For the first time, the Board of Control for Cricket in India (BCCI) will give CDs of all Ranji Trophy matches to the five zonal curators and ask them to look into the behaviour of pitches.
Also high on the agenda is to make each association identify at least four first-class centres that can hold matches on a rotational basis.
Excerpts from an interview with Daljit Singh, chairman, pitches and grounds committee:
Are you satisfied with the way pitches were prepared this season?
Last year, we played the Ranji final at a neutral venue for the first time and everyone appreciated it. We should give this (concept) time.
I agree the pitches for the semifinals were in favour of the batsmen. But the quarters were played on sporting tracks.
Previously, we only saw fence hitting by the batsmen in the first three or four games. In the next half, there were dramatic changes in the pitches as the teams faced promotion/relegation. The board has now put its foot down on this.
Why is nothing being done to provide sporting pitches?
The BCCI is thinking of certifying curators and they will be accountable. A certain element of home advantage is acceptable but it should not be blatant.
Shouldn’t youngsters be made to play on bouncy pitches?

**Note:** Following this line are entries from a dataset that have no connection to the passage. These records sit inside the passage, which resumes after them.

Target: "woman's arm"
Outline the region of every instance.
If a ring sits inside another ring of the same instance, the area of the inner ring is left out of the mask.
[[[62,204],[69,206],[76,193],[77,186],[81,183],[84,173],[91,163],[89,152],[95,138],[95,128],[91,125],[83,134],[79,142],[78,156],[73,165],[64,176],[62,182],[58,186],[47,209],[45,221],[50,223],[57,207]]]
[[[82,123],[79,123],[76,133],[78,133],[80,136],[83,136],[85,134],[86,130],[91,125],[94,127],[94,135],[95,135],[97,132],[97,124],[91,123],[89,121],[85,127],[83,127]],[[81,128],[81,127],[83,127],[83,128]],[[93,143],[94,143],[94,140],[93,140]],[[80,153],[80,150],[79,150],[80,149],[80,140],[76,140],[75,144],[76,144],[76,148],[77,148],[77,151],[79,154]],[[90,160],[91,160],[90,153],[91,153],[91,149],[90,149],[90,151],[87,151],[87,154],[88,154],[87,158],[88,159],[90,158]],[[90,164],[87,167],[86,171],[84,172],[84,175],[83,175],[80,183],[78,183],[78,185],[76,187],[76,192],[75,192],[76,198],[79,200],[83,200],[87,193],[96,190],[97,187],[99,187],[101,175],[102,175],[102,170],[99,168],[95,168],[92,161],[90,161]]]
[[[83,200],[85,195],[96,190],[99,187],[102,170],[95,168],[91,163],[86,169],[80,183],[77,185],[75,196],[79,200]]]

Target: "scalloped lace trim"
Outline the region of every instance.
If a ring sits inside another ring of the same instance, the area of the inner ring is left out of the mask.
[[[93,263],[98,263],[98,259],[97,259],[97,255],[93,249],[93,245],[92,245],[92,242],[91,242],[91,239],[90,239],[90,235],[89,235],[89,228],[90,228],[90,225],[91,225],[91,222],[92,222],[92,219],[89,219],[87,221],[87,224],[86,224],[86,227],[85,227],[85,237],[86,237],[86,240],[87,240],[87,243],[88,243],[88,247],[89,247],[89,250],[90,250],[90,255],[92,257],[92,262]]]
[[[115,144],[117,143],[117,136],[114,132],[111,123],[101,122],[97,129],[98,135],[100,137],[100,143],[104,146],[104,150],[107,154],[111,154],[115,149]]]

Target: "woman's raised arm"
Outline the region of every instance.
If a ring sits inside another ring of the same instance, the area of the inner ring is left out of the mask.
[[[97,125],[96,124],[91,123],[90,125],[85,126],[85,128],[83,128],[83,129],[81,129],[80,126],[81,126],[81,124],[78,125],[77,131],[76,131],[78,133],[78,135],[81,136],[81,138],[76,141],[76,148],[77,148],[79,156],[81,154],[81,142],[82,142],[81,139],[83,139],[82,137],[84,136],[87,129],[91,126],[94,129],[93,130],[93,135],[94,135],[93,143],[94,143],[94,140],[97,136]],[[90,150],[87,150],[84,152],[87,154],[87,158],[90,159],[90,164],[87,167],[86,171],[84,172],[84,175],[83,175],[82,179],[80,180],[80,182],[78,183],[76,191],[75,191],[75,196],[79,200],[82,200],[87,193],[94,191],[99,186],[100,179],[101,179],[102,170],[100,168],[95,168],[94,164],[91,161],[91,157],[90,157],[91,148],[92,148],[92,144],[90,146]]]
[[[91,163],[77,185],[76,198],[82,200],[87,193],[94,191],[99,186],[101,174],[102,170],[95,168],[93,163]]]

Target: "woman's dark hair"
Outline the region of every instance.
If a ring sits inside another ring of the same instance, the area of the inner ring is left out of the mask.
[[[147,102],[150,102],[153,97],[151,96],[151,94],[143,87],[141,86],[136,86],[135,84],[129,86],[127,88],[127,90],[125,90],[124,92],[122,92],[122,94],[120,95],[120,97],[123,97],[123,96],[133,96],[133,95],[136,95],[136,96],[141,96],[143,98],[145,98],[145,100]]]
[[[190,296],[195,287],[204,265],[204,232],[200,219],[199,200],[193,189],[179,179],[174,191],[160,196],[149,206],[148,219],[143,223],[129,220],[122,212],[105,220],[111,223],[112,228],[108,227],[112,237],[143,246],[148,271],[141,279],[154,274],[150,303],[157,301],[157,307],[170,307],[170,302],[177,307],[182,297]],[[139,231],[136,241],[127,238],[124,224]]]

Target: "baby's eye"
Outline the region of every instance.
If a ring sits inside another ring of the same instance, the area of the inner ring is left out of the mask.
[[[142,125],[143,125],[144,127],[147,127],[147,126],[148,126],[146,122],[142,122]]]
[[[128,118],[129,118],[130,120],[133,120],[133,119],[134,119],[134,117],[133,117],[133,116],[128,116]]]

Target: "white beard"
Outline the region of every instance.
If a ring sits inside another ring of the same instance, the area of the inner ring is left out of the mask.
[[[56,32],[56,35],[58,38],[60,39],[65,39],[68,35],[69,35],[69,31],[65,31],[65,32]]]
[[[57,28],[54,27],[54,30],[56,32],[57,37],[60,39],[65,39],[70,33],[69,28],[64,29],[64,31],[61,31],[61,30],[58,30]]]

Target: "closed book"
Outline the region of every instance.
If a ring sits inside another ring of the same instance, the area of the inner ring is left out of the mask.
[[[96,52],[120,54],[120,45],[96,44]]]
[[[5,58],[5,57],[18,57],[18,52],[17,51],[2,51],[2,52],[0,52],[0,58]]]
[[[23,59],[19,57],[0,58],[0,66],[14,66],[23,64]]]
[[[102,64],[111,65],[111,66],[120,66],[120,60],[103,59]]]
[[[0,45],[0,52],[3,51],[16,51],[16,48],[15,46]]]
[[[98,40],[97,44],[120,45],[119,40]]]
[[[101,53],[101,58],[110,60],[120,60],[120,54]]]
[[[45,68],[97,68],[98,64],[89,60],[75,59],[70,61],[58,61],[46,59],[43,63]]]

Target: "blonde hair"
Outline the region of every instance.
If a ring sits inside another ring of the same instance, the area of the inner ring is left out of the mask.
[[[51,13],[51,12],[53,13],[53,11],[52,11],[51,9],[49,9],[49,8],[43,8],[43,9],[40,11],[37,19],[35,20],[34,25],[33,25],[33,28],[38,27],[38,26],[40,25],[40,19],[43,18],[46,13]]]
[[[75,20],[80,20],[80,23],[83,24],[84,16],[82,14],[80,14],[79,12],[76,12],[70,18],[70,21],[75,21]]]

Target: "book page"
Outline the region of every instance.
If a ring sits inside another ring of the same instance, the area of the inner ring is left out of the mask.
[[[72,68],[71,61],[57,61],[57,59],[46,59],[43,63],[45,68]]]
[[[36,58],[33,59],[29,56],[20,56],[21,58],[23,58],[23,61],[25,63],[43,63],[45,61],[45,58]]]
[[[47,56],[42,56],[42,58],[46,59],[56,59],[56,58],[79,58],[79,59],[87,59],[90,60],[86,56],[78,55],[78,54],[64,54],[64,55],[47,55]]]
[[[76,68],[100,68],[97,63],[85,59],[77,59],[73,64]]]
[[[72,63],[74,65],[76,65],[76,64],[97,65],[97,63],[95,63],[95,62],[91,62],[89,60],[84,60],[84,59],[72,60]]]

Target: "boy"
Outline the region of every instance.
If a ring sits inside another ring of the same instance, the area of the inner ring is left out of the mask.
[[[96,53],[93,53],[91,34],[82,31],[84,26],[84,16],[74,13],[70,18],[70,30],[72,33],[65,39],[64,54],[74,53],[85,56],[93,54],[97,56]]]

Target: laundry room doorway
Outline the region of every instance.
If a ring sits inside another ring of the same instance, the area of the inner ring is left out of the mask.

We are paying too much attention to senior cricket. If we can rear our juniors on bouncy, hard wickets, their mindset will be different.
I know of India under-19 teams wanting to play only on turning tracks at home. At this level, they should be playing on all kinds of pitches.
Like the Karnataka State Cricket Association, should foreign help be taken to prepare pitches?
It is not a good idea. You cannot prepare a pitch 4-5 days before a game. You need 6-8 weeks. Foreigners are not aware of local conditions besides communication with the groundsmen is a problem.
What is the way ahead?
The BCCI has published a guidebook for groundsmen and it talks about what goes into the preparation of a pitch, its maintenance and what needs to be done to preserve it after a match.